The ACLC is extremely concerned with proposed subsection 64(2), which would create an obligation on the part of the Attorney General to consider adult sentences in all instances where a young person over the age of 14 has committed a serious violent offence. This is because where there is discretion to sentence a young offender as an adult, this discretion has been disproportionately used to justify adult sentences for racialized youth. Increasing the number of youth subject to this discretion would almost certainly exacerbate this effect. To avoid this effect, the ACLC submits that adult sentences should only be contemplated in extreme circumstances involving egregious facts and exceptionally mature accused.

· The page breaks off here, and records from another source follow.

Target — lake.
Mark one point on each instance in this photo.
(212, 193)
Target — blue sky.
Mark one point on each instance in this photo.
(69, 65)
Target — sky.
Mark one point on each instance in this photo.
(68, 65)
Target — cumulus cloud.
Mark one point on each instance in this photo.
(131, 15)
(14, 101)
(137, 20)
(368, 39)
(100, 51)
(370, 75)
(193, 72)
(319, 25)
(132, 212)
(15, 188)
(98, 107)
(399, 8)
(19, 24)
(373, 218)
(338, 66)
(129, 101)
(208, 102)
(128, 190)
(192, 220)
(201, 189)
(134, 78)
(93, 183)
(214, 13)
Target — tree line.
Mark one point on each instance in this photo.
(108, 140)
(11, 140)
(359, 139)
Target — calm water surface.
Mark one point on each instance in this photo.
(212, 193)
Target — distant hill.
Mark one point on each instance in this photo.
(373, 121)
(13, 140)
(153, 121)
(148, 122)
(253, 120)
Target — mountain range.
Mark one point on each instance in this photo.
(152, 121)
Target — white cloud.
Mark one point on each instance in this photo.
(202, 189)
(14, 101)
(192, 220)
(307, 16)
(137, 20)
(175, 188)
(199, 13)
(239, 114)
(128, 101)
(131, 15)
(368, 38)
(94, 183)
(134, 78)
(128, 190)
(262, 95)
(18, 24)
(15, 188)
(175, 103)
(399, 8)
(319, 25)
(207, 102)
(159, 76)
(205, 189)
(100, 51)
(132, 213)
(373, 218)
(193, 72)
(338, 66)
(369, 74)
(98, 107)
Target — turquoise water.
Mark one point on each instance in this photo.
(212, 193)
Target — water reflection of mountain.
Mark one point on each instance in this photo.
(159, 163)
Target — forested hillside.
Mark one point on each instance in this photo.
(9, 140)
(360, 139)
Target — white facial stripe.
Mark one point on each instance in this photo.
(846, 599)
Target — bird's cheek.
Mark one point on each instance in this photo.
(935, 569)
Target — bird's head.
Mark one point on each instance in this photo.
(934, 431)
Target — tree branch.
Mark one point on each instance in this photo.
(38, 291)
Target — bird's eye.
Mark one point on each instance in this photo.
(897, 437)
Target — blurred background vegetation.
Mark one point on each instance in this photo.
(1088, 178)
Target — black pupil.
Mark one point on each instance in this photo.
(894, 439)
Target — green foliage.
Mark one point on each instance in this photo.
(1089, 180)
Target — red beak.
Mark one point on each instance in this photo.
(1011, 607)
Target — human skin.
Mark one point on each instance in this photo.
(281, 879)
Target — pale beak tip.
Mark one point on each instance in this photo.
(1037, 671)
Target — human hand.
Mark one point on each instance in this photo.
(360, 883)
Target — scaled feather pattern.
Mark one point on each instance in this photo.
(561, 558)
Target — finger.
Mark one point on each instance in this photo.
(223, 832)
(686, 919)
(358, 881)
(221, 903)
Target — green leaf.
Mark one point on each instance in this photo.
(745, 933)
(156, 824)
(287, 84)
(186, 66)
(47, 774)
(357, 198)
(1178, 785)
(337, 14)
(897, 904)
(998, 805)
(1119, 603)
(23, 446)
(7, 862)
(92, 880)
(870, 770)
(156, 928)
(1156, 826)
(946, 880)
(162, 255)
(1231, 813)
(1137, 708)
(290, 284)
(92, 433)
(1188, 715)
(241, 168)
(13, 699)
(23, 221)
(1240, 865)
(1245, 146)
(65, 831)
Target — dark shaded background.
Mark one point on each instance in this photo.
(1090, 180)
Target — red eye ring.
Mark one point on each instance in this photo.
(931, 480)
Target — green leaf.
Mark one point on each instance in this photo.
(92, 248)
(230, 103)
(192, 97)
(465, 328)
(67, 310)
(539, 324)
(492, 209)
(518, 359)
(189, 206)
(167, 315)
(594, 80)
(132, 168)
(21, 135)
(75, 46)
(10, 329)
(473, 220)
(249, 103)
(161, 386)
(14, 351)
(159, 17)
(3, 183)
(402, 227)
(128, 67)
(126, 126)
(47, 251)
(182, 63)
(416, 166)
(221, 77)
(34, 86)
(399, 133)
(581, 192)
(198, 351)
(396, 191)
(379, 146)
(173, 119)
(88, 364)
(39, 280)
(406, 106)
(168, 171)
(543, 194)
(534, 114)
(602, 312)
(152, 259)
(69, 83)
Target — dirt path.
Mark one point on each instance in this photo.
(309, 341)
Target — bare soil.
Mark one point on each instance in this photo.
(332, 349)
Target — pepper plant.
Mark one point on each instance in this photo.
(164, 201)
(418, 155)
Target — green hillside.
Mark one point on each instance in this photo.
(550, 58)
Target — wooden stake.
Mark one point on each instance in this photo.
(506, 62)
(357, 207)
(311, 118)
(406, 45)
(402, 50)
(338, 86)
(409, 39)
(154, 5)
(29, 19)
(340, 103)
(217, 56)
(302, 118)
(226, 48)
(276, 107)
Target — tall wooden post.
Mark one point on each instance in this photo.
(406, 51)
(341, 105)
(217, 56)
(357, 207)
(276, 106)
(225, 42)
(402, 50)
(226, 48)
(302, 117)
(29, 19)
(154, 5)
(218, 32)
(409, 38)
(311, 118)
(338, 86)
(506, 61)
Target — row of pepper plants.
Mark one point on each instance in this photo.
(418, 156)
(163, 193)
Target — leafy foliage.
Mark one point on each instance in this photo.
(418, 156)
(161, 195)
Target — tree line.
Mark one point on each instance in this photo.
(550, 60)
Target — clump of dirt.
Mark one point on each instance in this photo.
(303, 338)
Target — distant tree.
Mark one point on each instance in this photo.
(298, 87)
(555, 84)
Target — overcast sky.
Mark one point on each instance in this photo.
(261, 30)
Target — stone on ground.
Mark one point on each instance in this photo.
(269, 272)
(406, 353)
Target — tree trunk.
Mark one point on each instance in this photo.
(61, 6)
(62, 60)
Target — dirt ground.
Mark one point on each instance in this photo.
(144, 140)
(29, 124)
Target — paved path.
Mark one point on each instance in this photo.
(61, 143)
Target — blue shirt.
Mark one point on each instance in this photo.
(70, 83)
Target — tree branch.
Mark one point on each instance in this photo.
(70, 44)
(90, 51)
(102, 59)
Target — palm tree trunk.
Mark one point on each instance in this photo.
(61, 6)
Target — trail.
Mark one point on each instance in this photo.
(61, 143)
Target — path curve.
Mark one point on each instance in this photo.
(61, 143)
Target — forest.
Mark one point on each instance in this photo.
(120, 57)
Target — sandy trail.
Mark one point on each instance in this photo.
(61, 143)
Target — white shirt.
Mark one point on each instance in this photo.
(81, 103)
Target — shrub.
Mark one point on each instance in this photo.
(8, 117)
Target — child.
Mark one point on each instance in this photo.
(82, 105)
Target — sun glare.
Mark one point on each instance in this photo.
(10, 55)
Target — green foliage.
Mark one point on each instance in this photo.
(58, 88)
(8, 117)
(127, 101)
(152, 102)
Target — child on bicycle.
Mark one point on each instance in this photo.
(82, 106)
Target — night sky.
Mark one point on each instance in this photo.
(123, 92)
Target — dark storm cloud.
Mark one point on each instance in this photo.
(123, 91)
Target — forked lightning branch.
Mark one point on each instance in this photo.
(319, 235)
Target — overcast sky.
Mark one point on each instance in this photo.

The ACLC also objects to what it considers to be a widening of the net of offences eligible for custody. We are concerned that the expansion of the definition of serious offences to include property offences will be used to justify the pretrial detention of a disproportionate number of low-income youth, including African Canadians. Accordingly, such an expansion ought not to be allowed. The ACLC further objects to the expansion of the definition of “violent offence” to include any offence that endangers the life or safety of another person by creating a substantial likelihood of harm. This definition is far too subjective and ought to be modified or left out, lest it be used to target young members of the African Canadian community.
While African Canadians are very concerned about safety in their communities, many feel that this kind of tough-on-crime approach is not the answer. Youth crime must be addressed through rehabilitation, reintegration, and community involvement. Indeed, the power of these principles has been confirmed through the success of the African Canadian youth justice program.
The amendments under Bill C-4 represent a significant departure from the prevention-centred principle, which the ACLC believes will result in the further stigmatization and criminalization of African Canadian youth.
These are my submissions. Thank you.